我们的建议是研究新的合成化学,用于制备复杂的无机材料,在材料的制备中引入不同程度的控制,最终用于现实生活中的用途。用于技术应用的先进材料要求在合成样品时精确控制样品的化学成分(样品中各种化学元素的比例及其化学状态),并控制样品的形态(从纳米到微米的长度尺度上的颗粒大小和形状)。
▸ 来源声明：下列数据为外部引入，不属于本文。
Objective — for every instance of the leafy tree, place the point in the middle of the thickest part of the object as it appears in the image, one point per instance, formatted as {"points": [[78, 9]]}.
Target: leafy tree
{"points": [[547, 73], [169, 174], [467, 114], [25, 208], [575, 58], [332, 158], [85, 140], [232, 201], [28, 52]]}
我们的假设,基于一些初步的结果,是溶剂热条件(溶剂和简单的化学前体的组合在一个密封的反应容器中加热到高于溶剂的沸点,而像一个家用压力锅)将允许这些水平的控制,以实现在一个步骤的过程。合成方法已经应用于多孔材料的制备,但我们将研究陶瓷型材料,这些材料通常使用超过1000 oC的极端温度,反复研磨和烧制循环来制备。这些材料都具有扩展的网络结构(实际上是无限的,在单个晶体的范围内),因此它们的合成和晶体生长必须在一个步骤中控制:不像固体由分子单元的堆积组成,其中很容易实现重结晶。通过使用温和的条件和溶剂,我们的目标是首先进行探索性合成,以研究分离新材料的可能性,在高温下看不到,然后开发对构成样品的晶体生长的控制,以优化其实际应用的性能。我们的合成方法的新奇将包括与项目合作伙伴Baskerville Ltd合作设计和调试一种新的多电池反应器,用于高达500 oC的常规操作。我们认为,我们可以在三个层面上引入晶体生长的控制:(1)金属氧化态的控制(测量将固体结构保持在一起的电子相对于金属原子如何定位),(2)通过选择配对金属来控制延伸的固体结构中的原子排列,这将决定原子如何堆积以形成固体结构,和(3)控制晶体形式,即组成样品的单个晶体的形状和大小。这种精细的控制在无机材料的合成中很少实现,因此我们的工作将为新固体的“设计”提供重要的结果。为了测试这些想法,我们仔细选择了目标材料,其性质取决于化学环境和组成原子的氧化态:这些材料用于催化,其中固态金属氧化态的转换产生了它们的性质(“氧化还原催化”)。通过与工业项目合作伙伴约翰逊万丰有限公司合作,将对这些特性进行初步评估,并通过整个项目的合作,我们将能够利用这些结果来指导合成化学。这将是将材料投入真实的生活应用的第一步:氧化还原催化剂构成催化转化器的基础,用于破坏污染物分子、生产精细化学品以及生产和纯化未来能源所需的氢气。虽然在材料发现的基础合成化学计划,我们的工作,因此将延伸到调查我们在现实生活中的应用材料的使用的第一步。
项目成果
期刊论文数量(10)
专著数量(0)
科研奖励数量(0)
会议论文数量(0)
专利数量(0)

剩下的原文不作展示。